His mission is to connect diverse people and ideas across the world for one single purpose–To change it. Author of the bestseller, The Medici Effect, Frans Johansson advocates collaboration between people with diverse experiences, skills, expertise, perspectives, backgrounds and cultures.
He calls this The Intersection–A place where ideas collide, igniting an explosion of innovation. Out of these seemingly random combinations have come groundbreaking ideas that have created whole new fields. (via TEDxNASA)
In his interview, Johansson uses his own 20something experiences to give sturdy advice for finding innovative solutions to tough situations in our 20s, and how to make better decisions.

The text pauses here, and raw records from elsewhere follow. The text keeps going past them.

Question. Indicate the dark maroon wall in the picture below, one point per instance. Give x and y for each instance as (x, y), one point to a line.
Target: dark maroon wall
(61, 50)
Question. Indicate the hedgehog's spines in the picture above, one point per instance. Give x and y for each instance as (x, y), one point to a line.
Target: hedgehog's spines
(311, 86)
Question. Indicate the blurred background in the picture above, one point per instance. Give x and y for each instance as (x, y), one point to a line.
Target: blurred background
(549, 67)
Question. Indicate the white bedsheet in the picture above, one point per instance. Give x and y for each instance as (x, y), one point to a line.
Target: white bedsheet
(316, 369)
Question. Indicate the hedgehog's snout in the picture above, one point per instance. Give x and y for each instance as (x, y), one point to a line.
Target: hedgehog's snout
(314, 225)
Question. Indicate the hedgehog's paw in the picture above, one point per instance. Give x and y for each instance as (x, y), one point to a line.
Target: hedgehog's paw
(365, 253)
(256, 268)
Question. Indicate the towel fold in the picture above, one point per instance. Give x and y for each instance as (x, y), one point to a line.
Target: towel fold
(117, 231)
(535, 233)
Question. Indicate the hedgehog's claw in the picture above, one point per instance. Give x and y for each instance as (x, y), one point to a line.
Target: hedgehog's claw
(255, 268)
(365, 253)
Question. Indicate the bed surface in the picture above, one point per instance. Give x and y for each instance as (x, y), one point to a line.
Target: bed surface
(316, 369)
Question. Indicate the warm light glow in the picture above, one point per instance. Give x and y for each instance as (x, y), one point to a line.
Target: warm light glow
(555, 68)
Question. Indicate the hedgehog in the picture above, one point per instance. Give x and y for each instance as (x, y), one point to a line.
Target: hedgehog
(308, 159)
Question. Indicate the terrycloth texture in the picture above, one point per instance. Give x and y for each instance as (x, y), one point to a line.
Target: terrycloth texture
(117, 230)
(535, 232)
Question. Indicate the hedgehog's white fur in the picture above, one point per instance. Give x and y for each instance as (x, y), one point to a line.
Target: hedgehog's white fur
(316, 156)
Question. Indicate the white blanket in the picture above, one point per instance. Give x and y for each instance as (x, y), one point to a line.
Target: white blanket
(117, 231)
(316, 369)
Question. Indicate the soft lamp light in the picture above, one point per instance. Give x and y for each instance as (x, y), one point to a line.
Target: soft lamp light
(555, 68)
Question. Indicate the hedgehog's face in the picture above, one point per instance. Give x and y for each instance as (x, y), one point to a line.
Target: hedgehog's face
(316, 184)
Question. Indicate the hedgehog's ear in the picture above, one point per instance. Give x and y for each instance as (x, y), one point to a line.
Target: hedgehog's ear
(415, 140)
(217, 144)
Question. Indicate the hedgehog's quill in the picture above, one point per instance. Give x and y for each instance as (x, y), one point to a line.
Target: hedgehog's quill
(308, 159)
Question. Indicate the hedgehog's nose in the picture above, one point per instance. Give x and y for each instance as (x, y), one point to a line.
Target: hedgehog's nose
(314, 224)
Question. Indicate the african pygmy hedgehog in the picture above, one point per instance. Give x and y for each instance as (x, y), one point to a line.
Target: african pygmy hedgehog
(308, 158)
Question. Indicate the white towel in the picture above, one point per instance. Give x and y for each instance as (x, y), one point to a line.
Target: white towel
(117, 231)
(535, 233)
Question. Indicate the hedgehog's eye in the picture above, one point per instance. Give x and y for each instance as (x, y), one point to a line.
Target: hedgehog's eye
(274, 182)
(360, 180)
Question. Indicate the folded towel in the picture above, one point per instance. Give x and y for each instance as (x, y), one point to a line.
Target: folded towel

Frans Johansson is an author, entrepreneur, and innovation thought leader who has spoken to audiences worldwide.
Johansson was raised in Sweden by his African-American/Cherokee mother and Swedish father. He earned his B.S. in Environmental Science from Brown University and his M.B.A. from Harvard Business School.
In his late 20s, Frans wrote The Medici Effect, an international bestseller that shattered assumptions about how great ideas happen. Published by Harvard Business School Press in 2004, The Medici Effect argues that groundbreaking ideas are found at the intersections of diverse fields, industries, disciplines, and cultures.

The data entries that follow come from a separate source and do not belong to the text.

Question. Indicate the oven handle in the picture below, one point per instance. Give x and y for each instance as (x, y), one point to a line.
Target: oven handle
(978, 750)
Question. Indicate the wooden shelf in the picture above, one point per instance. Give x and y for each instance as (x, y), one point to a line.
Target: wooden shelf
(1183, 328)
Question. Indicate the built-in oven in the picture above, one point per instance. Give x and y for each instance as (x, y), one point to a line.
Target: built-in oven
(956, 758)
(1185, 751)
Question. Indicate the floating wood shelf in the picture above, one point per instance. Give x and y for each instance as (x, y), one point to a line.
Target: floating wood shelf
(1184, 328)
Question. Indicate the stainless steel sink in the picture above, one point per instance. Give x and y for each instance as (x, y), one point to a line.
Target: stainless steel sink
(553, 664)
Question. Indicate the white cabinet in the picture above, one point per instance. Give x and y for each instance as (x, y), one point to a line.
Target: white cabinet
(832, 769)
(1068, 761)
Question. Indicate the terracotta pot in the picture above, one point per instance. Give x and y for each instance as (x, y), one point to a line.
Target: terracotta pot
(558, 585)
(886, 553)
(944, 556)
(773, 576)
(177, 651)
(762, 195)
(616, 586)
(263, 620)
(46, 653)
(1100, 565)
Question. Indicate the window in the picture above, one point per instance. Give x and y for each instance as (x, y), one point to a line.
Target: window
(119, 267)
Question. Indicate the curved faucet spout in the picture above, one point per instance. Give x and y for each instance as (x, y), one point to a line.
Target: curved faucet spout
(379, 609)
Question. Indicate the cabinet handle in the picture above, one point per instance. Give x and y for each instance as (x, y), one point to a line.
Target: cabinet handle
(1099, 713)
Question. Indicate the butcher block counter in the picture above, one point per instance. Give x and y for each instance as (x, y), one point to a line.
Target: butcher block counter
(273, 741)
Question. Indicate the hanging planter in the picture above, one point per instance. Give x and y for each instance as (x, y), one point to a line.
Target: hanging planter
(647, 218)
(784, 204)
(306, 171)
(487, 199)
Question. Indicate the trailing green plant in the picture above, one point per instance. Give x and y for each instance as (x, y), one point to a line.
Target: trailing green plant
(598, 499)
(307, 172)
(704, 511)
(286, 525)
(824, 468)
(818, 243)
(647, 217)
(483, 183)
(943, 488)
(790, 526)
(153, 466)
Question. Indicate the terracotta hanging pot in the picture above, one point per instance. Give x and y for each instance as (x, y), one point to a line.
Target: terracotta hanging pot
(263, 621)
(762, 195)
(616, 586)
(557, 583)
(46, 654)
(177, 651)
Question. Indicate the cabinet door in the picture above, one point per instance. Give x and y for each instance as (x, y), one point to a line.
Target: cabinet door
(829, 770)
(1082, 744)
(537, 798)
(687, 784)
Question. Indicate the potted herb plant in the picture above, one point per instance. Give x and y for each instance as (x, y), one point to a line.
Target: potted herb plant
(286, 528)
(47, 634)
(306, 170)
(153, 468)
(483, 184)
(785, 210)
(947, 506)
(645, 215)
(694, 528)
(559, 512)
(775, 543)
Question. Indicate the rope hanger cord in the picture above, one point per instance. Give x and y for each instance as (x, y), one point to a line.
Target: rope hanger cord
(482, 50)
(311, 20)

Frans is an author, entrepreneur, and innovation thought leader who has spoken to audiences worldwide. He founded The Medici Group to move beyond simply inspiring through his talks, and instead work hands on with clients to help drive innovative growth and business transformation.
Frans has been featured on CNN’s AC360, ABC’s Early Morning Show, and CNBC’s The Business of Innovation series. He is featured on the upcoming issue of Black Enterprise for his consulting work with Nike and MetLife.
Everyone’s journey out of college is different and so that’s why I am super skeptical to generic advice.
You do this because I did it, it was great for me, but it doesn’t mean it would work great for you. So with that said let me give some advice as to what I think you should do.
I believe very much that one should be producing. If you don’t have a job volunteer, find an internship, get something going, write a book. You have to produce. I think that taking a job that deadens you is not producing.
You want to build–you want to build skill sets, relationships, qualities, ideas, frameworks, whatever it is in your particular task, but something that gives you an angle on life, a particular point of view on life.